Scheduling for Routers and OSs:
How to Schedule when you're Blind
People
Adam Wierman
Misja Nuyens
Mor Harchol-Balter
Nikhil Bansal
Motivation
While many computer applications, e.g. web servers, have knowledge of the service demands of requests, routers and operating systems have no knowledge about the remaining lengths of the network flows they schedule. As a result, policies that use job size information, such as Shortest-Remaining-Processing-Time (SRPT), cannot be applied in these applications. However, even when the scheduler cannot use job size information to prioritize, it can use other statistics in order to prioritize jobs that are likely to have small remaining service demands. One such statistic is the age or attained service of a job, which is defined as the amount of service already given to a job. By giving priority to the jobs with the Least Attained Service (LAS), it is possible to achieve good performance under heavy-tailed service distributions (which are common across computer systems). This is because, under the heavy tailed distributions that are characteristic of IP flow durations, jobs that have received a large amount of service are likely to be very large, and thus have remaining sizes that are still large. LAS has been studied since the early 1960s, however there remain many unanswered questions about the policy. Our work is motivated by the following question: How close can the performance of LAS be to the performance of SRPT? In other words, how much does LAS suffer because it is blind?
Results and Impact
We have shown that, under some distributions, LAS loses very little. In particular, when the service distribution is Pareto (or more generally regularly varying), LAS is constant competitive, i.e. has mean response time within a constant of that of SRPT regardless of the system load.
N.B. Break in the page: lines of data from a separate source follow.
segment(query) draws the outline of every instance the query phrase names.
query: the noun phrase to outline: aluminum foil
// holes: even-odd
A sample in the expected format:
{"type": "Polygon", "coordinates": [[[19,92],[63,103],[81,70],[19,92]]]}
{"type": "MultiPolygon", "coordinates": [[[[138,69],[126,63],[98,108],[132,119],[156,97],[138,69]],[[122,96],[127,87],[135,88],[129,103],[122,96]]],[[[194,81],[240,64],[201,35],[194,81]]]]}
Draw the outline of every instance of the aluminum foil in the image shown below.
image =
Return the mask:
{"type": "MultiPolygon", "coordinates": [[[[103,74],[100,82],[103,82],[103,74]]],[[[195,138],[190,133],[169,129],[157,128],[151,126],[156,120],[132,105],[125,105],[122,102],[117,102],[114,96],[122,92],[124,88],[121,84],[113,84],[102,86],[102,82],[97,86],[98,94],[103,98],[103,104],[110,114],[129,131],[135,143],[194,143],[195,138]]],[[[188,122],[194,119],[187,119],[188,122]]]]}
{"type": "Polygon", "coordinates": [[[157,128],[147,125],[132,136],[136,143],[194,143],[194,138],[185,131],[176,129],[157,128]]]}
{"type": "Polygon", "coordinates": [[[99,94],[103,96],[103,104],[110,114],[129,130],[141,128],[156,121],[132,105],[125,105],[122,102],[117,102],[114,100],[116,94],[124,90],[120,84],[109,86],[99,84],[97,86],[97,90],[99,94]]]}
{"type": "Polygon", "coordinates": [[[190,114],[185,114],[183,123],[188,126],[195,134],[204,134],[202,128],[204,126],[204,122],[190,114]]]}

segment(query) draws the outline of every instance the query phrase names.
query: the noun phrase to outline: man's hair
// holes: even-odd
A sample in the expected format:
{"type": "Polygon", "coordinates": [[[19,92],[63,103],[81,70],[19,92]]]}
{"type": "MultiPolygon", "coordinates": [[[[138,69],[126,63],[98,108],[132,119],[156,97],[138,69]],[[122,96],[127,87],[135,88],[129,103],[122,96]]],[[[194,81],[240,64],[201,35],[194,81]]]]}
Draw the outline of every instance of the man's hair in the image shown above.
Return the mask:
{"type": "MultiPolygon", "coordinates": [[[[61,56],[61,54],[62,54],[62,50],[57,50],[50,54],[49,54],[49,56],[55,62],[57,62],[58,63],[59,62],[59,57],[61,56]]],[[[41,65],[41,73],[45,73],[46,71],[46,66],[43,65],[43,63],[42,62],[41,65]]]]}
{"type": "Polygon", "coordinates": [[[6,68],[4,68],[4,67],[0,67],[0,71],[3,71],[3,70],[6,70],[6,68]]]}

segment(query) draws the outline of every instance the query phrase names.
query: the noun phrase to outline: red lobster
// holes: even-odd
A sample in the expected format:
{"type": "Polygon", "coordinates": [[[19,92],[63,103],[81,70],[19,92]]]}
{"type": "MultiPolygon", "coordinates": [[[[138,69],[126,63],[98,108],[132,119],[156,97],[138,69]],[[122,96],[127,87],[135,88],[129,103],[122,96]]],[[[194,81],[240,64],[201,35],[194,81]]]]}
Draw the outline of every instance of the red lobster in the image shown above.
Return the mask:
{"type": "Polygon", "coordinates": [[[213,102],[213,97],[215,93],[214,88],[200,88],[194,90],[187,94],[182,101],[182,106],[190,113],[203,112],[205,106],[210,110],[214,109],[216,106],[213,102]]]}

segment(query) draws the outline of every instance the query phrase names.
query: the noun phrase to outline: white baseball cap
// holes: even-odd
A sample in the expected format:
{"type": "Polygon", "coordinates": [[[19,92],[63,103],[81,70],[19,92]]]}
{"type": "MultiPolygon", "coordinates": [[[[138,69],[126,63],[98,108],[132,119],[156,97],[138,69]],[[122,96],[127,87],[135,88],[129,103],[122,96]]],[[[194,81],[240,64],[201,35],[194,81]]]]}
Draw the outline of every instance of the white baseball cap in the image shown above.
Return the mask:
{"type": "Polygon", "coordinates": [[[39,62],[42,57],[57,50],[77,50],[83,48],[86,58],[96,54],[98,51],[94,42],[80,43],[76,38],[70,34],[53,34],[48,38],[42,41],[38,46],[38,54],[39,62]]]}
Further, in this setting, the tail of the distribution of response times under LAS is asymptotically equivalent to that under SRPT. Due to the prevalence of heavy-tailed distributions in computer systems, results such as these have led to LAS being applied in both routers, e.g. the work of Rai, Urvoy-Keller, and Biersack, and operating systems, e.g. the work of Feng, Misra, and Rubenstein. However, our results also illustrate that one must be careful when applying LAS: Under light-tailed distributions LAS is no longer constant competitive; and further, the tail of the response time distribution is asymptotically heavier than that of SRPT. In addition, one must be careful about fairness when using LAS. We have shown that LAS is unfair to medium-large jobs under all service distributions with finite variance, though the degree of unfairness is small as long as the load is not too high.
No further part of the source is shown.